W3C home > Mailing lists > Public > whatwg@whatwg.org > December 2011

[whatwg] [encoding] utf-16

From: Anne van Kesteren <annevk@opera.com>
Date: Wed, 28 Dec 2011 10:05:48 +0100
Message-ID: <op.v66zjyyw64w2qv@annevk-macbookpro.local>
On Wed, 28 Dec 2011 03:20:26 +0100, Leif Halvard Silli  
<xn--mlform-iua at m?lform.no> wrote:
> By "default" you supposedly mean "default, before error
> handling/heuristic detection". Relevance: On the "real" Web, no browser
> fails to display utf-16 as often as Webkit - its defaulting behavior
> not withstanding - it can't be a goal to replicate that, for instance.

Do you mean heuristics when it comes to the decoding layer? Or before  
that? I do think any heuristics ought to be defined.


>> utf-16le becomes a label for utf-16.
>
> * Logically, utf-16be should become a label for utf-16 then, as well.

That's not logical.


> Is that what you suggest? Because, if the BOM can change the meaning of
> utf-16be, then it makes sense to treat the utf-16be label as well as
> the utf-16le label as synonymous with utf-16. (Thus, effectively
> utf-16le and utf-16be becomes defunct/unreliable on the Web.)
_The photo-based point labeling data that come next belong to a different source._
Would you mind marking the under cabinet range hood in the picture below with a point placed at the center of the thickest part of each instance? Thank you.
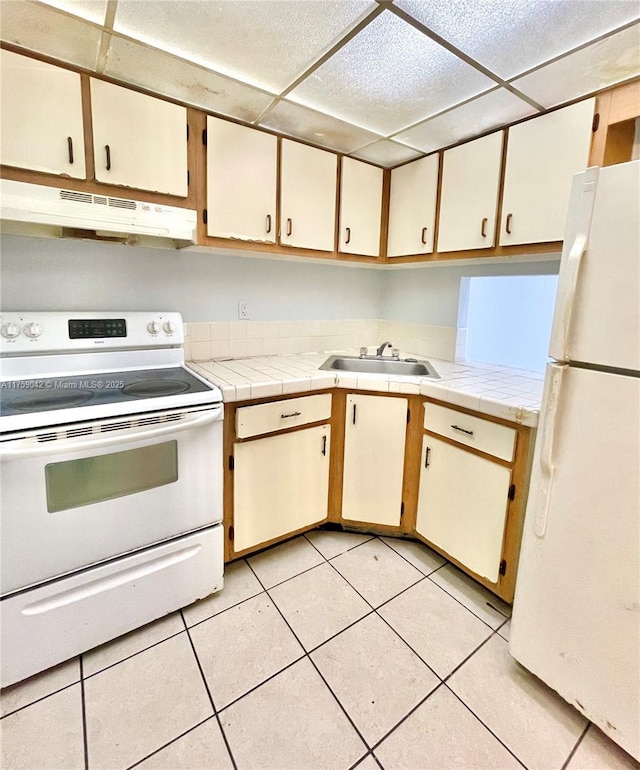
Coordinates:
(65, 212)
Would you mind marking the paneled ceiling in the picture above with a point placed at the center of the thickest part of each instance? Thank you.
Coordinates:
(382, 80)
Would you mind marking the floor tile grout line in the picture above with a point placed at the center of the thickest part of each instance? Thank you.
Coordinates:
(206, 685)
(575, 748)
(308, 656)
(484, 724)
(85, 739)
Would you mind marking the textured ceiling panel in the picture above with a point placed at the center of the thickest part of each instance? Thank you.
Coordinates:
(267, 43)
(164, 74)
(601, 64)
(42, 29)
(92, 10)
(389, 76)
(512, 36)
(386, 153)
(497, 108)
(316, 127)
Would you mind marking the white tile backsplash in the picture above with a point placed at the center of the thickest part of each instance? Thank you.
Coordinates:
(219, 340)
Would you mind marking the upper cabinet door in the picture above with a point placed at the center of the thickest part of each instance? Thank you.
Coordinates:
(138, 141)
(469, 194)
(360, 208)
(412, 207)
(307, 196)
(42, 126)
(542, 156)
(241, 181)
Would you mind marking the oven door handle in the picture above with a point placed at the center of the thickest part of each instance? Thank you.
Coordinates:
(7, 452)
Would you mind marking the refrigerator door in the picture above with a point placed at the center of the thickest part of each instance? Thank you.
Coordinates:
(576, 613)
(596, 315)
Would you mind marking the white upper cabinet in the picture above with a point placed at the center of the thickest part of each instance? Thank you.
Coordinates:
(542, 156)
(139, 141)
(307, 196)
(469, 194)
(412, 207)
(241, 181)
(360, 208)
(42, 127)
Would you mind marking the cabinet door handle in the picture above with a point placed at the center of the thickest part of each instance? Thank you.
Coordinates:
(463, 430)
(508, 223)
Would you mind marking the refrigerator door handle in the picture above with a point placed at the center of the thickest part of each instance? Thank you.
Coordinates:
(568, 279)
(551, 413)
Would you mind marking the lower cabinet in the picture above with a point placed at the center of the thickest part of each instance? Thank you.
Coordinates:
(280, 485)
(462, 505)
(374, 444)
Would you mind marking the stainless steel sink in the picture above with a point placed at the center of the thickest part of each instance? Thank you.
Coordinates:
(379, 365)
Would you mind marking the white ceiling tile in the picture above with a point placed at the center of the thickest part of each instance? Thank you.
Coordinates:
(492, 110)
(164, 74)
(512, 36)
(600, 65)
(45, 30)
(316, 127)
(92, 10)
(389, 76)
(265, 43)
(386, 153)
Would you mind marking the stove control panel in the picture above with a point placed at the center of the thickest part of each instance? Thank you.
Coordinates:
(33, 333)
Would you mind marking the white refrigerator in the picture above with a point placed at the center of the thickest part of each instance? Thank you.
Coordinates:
(576, 612)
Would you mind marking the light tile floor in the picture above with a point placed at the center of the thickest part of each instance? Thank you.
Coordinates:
(333, 650)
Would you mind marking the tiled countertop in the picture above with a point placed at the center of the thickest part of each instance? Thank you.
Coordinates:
(512, 394)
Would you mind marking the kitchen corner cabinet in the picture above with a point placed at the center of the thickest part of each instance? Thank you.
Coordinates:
(308, 187)
(412, 207)
(42, 125)
(374, 448)
(464, 496)
(542, 156)
(469, 194)
(241, 182)
(138, 141)
(360, 208)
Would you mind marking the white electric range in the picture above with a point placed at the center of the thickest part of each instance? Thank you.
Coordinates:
(111, 474)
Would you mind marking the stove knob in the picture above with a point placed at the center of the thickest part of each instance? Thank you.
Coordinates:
(10, 330)
(33, 330)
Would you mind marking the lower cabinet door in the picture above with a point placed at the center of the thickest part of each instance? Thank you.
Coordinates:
(462, 505)
(374, 441)
(280, 484)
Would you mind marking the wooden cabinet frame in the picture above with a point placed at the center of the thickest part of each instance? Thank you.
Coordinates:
(616, 110)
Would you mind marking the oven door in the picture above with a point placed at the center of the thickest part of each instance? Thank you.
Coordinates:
(76, 495)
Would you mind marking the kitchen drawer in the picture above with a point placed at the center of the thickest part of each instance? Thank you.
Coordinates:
(278, 415)
(489, 437)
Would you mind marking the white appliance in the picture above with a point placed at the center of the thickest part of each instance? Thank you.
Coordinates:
(111, 482)
(576, 613)
(33, 204)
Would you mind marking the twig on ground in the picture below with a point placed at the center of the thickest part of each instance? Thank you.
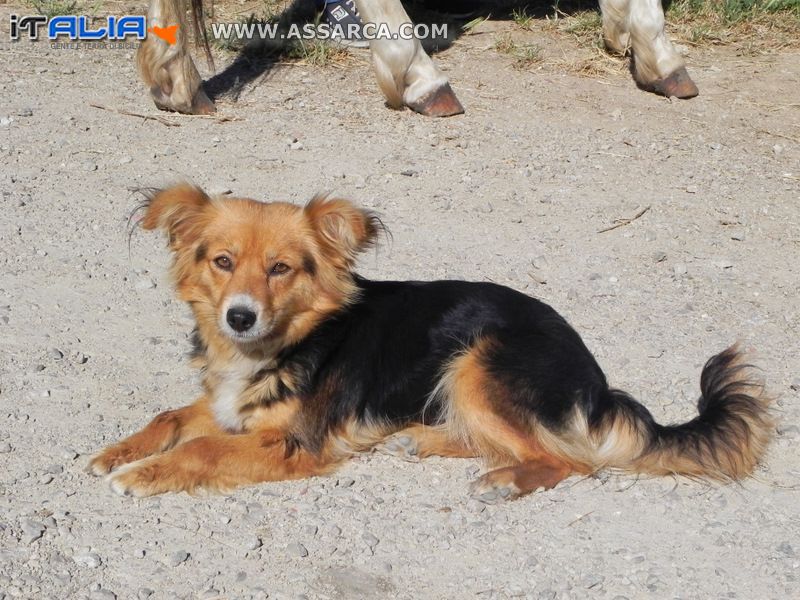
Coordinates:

No, because utf-16be actually has different behavior in absence of a BOM.  
It does mean they can share some common algorithm(s), but they have to  
stay different encodings.


> SECONDLY: You effectively say that, for the UTF-16 BOM, then the BOM
> should override the HTTP level charset info. OK. But then you should go
> the full way, and give the BOM the same, overriding authority when it
> comes to the UTF-8 BOM. For instance, if the HTTP server's Content-Type
> header specifies ISO-8859-1 (or 'utf-8' or 'utf-16'), but the file
> itself contains a BOM (that contradicts the HTTP info), then the BOM
> "wins" - in IE and WEbkit. (And, btw, w.r.t. IE, then the
> X-Content-Type: header has no effect w.r.t. treating the HTTP's charset
> info as authoritative - the BOM wins even then.)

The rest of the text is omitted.